3.4 Molding quality of GAP/HTPB propellant

Based on the rheological study above, a conclusion can be drawn that a p_o/p_l of 1.2 facilitates the mixing and casting process of the propellant slurry. Then we prepared propellant samples using this parameter. After the preparation and curing process, the propellant was sliced for observation as shown in Figure 10.

Figure 10:

Samples of GAP/HTPB propellant after curing.

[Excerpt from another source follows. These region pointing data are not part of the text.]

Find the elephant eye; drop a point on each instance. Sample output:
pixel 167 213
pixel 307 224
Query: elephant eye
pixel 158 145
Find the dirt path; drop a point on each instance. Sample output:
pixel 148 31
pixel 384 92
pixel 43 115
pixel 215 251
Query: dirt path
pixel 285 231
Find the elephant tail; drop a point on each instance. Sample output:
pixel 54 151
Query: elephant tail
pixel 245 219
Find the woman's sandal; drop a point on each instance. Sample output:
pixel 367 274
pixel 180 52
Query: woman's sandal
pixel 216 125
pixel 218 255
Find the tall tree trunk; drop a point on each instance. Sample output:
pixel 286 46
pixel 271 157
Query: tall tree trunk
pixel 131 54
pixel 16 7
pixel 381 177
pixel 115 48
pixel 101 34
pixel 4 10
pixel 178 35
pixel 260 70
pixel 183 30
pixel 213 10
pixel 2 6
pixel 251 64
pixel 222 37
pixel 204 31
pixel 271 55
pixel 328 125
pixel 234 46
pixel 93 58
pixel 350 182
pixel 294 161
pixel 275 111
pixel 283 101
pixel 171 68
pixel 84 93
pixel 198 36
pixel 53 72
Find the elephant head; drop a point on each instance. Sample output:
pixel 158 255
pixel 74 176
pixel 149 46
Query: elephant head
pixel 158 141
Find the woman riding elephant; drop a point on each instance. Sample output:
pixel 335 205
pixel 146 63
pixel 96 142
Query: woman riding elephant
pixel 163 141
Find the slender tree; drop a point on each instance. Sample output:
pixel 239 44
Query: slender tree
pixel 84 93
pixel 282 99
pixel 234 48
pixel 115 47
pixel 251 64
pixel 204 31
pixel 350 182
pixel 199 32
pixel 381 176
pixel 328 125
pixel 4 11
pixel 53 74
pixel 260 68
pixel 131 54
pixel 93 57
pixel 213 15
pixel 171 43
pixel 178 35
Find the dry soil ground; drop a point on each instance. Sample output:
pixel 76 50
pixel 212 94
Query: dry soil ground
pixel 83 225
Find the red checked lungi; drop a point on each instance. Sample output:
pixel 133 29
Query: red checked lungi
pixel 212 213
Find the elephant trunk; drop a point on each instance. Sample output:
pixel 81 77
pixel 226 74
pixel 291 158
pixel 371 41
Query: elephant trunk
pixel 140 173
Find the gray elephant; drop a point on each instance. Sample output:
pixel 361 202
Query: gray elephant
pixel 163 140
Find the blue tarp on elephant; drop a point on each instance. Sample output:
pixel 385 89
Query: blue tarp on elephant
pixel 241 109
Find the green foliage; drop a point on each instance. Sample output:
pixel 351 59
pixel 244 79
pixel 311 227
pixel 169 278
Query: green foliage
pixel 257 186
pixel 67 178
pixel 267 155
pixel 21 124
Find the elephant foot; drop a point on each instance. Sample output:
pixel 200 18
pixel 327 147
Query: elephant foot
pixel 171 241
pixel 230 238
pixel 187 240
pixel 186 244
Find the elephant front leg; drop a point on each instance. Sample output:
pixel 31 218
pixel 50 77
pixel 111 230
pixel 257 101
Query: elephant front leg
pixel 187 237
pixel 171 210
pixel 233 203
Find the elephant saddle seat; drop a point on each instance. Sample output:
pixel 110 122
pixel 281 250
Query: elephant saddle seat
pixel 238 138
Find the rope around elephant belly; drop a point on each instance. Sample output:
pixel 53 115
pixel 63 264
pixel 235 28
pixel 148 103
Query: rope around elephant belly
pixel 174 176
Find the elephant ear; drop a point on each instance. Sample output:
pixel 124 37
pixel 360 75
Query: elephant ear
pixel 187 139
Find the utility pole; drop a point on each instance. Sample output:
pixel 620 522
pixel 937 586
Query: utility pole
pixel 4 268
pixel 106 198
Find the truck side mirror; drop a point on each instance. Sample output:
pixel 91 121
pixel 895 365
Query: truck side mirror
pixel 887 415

It can be observed from Figure 10 that the cured samples exhibit a compact characteristic. No defects exist inside the slices, indicating a better molding quality of the propellant plasticized by A3/DOS. This demonstrates that the A3/DOS plasticizer is suitable for the GAP/HTPB propellant. There are many reasons that contribute to this. First, compared to GAP/HTPB/DOS, the GAP/HTPB/A3/DOS blend shows a better compatibility. Next, the blend has a weakened diffusion due to A3, and the required time for phase separation becomes longer. Lastly, a p_o/p_l of 1.2 facilitates the mixing and casting process.